Miavita focused on four very different areas threatened by four very different volcanoes: Mount Cameroon, Mount Fogo in Cape Verde, the Indonesian volcano Merapi and the Kanlaon in the Philippines. While all are major hazards, the actual risk to the population depends on the nature of volcano and on the context, says project coordinator Pierre Thierry of the Bureau de Recherches Géologiques et Minières (BRGM).
Effusive volcanoes like Fogo and Mount Cameroon, he explains, mainly disgorge slow-moving streams of lava — which is bad enough, but less risky to the neighbourhood than the eruptions of explosive volcanoes like Merapi. Those are liable to unleash the full range of volcanic hazards, which for instance also include powerful blasts, gigantic plumes of fire and flying rocks, ash clouds, landslides and rivers of mud.

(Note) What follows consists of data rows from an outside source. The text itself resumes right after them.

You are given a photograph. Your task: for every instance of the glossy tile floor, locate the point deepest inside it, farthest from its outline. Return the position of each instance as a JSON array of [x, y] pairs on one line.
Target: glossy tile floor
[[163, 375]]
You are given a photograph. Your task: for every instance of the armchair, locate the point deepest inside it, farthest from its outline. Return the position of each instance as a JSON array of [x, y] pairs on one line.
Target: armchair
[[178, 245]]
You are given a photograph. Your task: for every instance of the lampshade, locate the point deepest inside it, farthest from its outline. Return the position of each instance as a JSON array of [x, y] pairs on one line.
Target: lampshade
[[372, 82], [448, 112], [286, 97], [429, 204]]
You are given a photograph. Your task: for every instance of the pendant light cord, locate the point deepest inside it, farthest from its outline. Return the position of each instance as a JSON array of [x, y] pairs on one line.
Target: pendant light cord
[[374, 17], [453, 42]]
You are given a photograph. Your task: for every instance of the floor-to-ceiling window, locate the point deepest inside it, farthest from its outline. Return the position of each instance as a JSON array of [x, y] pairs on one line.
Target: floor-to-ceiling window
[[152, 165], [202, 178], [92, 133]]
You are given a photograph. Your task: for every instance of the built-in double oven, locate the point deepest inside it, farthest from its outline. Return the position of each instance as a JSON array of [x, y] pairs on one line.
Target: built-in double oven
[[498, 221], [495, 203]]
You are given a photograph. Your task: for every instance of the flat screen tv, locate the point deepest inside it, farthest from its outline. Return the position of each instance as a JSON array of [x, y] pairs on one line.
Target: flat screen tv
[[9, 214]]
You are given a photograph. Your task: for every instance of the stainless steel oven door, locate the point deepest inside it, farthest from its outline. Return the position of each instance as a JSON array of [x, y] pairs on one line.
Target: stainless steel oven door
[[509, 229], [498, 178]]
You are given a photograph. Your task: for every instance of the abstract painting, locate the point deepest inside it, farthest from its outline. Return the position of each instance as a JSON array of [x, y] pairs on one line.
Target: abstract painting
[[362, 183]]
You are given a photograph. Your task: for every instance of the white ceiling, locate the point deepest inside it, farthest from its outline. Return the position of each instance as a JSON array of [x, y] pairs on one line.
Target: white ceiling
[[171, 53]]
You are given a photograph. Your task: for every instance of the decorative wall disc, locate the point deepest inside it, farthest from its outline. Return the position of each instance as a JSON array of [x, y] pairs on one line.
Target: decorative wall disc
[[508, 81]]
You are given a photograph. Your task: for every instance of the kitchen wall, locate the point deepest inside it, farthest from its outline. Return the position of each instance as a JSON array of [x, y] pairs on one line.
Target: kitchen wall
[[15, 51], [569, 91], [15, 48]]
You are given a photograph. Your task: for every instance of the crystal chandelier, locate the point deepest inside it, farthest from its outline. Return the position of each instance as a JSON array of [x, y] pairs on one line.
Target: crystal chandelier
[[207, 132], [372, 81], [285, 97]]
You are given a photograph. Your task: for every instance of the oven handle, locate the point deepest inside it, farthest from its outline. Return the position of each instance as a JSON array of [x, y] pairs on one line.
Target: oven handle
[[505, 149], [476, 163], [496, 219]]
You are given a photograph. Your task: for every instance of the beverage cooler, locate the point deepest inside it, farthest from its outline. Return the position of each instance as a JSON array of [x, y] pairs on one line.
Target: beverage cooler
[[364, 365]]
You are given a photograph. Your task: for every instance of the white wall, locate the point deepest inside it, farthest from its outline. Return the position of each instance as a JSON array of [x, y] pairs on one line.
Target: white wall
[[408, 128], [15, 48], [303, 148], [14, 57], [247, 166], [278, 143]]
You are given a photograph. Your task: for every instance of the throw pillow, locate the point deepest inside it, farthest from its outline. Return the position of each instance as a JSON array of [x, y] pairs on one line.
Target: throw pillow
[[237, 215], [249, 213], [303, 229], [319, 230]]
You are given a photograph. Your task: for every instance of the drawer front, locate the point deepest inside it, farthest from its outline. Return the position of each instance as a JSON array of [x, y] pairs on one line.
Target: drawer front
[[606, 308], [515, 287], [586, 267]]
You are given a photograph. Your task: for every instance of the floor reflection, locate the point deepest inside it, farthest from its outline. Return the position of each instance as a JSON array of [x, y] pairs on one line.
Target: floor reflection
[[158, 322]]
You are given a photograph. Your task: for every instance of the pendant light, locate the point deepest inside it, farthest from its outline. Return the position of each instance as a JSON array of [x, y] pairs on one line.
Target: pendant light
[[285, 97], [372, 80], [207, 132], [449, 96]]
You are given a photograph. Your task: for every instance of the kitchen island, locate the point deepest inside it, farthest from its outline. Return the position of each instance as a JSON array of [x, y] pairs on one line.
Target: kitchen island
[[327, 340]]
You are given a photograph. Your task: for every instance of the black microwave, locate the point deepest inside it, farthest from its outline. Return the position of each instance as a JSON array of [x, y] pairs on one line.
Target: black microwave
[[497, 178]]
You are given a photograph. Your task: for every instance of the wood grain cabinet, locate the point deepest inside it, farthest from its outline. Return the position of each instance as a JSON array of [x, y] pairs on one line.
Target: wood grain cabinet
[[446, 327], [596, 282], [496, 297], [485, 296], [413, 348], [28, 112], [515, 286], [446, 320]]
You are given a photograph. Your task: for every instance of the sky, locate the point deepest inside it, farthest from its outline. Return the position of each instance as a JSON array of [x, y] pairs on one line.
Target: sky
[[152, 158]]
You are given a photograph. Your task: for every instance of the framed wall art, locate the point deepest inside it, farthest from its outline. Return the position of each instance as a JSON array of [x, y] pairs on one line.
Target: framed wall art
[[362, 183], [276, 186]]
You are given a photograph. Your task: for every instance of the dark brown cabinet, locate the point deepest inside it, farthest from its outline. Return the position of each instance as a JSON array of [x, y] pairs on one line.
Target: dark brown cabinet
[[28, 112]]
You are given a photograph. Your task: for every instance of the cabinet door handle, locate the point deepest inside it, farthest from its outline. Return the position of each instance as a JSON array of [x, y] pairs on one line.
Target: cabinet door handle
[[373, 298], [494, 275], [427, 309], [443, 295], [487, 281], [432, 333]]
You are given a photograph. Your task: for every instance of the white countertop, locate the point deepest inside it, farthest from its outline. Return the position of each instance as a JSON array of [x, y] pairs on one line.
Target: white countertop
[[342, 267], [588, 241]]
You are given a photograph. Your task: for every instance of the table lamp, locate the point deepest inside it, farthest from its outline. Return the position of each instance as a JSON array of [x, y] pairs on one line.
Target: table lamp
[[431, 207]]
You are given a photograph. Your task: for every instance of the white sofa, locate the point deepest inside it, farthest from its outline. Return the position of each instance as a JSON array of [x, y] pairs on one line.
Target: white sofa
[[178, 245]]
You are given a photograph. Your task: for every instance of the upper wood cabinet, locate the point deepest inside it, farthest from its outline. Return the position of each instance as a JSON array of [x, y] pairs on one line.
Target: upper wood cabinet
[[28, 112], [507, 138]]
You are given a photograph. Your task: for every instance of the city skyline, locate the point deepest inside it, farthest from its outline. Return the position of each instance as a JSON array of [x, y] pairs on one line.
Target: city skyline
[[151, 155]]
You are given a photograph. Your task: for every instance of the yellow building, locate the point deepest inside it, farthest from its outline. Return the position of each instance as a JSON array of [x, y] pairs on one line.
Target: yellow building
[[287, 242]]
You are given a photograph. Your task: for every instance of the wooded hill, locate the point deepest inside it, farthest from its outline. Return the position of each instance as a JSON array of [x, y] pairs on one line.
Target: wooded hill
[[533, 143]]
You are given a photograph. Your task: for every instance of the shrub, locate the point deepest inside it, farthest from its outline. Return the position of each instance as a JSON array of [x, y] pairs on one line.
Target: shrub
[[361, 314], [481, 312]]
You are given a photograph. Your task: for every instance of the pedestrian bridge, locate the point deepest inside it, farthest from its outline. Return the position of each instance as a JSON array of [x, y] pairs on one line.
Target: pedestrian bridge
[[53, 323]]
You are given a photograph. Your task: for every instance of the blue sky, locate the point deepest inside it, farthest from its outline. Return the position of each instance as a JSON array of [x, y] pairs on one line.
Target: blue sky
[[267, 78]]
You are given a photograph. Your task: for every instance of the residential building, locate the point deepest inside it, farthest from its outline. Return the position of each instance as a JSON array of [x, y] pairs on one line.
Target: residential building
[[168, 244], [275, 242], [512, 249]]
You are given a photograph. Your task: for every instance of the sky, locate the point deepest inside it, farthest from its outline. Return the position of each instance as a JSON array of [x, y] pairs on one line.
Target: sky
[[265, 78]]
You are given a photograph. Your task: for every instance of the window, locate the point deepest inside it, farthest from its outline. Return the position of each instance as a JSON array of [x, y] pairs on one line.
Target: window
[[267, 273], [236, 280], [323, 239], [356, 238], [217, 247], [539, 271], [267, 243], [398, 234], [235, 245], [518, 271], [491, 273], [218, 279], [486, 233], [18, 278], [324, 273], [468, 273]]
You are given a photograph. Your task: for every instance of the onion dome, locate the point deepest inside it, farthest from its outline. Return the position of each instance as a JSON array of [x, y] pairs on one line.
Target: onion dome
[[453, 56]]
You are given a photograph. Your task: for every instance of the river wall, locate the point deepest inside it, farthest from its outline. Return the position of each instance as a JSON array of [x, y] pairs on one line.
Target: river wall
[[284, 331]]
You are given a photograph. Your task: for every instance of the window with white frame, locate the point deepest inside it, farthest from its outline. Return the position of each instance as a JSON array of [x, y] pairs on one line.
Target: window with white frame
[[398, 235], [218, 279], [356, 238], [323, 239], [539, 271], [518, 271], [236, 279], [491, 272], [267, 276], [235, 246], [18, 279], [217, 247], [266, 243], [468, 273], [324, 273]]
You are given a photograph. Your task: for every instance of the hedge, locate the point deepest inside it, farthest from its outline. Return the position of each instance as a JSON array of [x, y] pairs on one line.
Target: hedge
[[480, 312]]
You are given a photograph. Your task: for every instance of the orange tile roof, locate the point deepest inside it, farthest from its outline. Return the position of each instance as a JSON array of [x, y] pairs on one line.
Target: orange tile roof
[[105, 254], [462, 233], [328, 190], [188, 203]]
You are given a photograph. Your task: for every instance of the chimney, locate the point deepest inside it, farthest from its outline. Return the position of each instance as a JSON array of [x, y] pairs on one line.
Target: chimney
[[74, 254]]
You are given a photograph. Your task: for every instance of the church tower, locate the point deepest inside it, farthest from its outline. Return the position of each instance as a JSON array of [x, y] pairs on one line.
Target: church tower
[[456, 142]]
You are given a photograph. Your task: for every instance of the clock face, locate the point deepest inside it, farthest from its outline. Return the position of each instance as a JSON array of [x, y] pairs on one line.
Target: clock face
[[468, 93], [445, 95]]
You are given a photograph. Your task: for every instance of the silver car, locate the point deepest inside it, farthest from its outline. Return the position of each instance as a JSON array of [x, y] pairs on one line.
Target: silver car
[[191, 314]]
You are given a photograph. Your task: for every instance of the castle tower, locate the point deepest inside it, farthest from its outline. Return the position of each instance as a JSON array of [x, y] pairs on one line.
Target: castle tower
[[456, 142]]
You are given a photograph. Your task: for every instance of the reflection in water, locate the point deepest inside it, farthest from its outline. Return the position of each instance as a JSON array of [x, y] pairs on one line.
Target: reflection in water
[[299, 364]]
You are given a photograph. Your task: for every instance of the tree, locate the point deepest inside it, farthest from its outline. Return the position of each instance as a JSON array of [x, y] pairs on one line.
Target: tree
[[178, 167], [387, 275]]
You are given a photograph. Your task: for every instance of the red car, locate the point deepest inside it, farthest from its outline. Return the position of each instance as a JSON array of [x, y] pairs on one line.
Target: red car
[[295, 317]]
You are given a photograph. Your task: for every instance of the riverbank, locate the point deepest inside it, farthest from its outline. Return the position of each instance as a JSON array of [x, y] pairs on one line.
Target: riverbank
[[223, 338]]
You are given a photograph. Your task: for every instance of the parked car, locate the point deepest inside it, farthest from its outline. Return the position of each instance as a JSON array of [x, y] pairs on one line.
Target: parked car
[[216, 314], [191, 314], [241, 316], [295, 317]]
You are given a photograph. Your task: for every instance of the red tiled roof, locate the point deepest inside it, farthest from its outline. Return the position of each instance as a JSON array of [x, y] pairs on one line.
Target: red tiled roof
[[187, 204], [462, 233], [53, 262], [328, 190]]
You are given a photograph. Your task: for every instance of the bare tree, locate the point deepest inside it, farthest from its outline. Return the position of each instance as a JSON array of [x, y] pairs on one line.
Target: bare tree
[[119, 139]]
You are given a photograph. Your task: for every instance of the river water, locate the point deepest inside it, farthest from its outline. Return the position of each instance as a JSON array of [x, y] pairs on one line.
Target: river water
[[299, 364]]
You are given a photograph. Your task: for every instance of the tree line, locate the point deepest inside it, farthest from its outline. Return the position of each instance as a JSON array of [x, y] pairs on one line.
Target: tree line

And, of course, some volcanic areas are more densely populated than others. Mount Merapi, for example, borders on a bustling city. “In the case of Fogo,” says Thierry, “the threat is mainly to buildings and crops, but not so much to the residents. Volcanoes like the Merapi, however, are extremely dangerous for populations because of the massive explosions. More than 380 persons died when it erupted in 2010, and over 400 000 people were displaced.”
Second-guessing a hot-headed neighbour
Miavita enabled adjacent communities to analyse their exposure and plan ahead for a potential crisis. Emphasising the need to involve all stakeholders, the project engaged with the authorities, the various emergency services and the residents. It produced detailed assessments of the vulnerability of populations, infrastructures and assets.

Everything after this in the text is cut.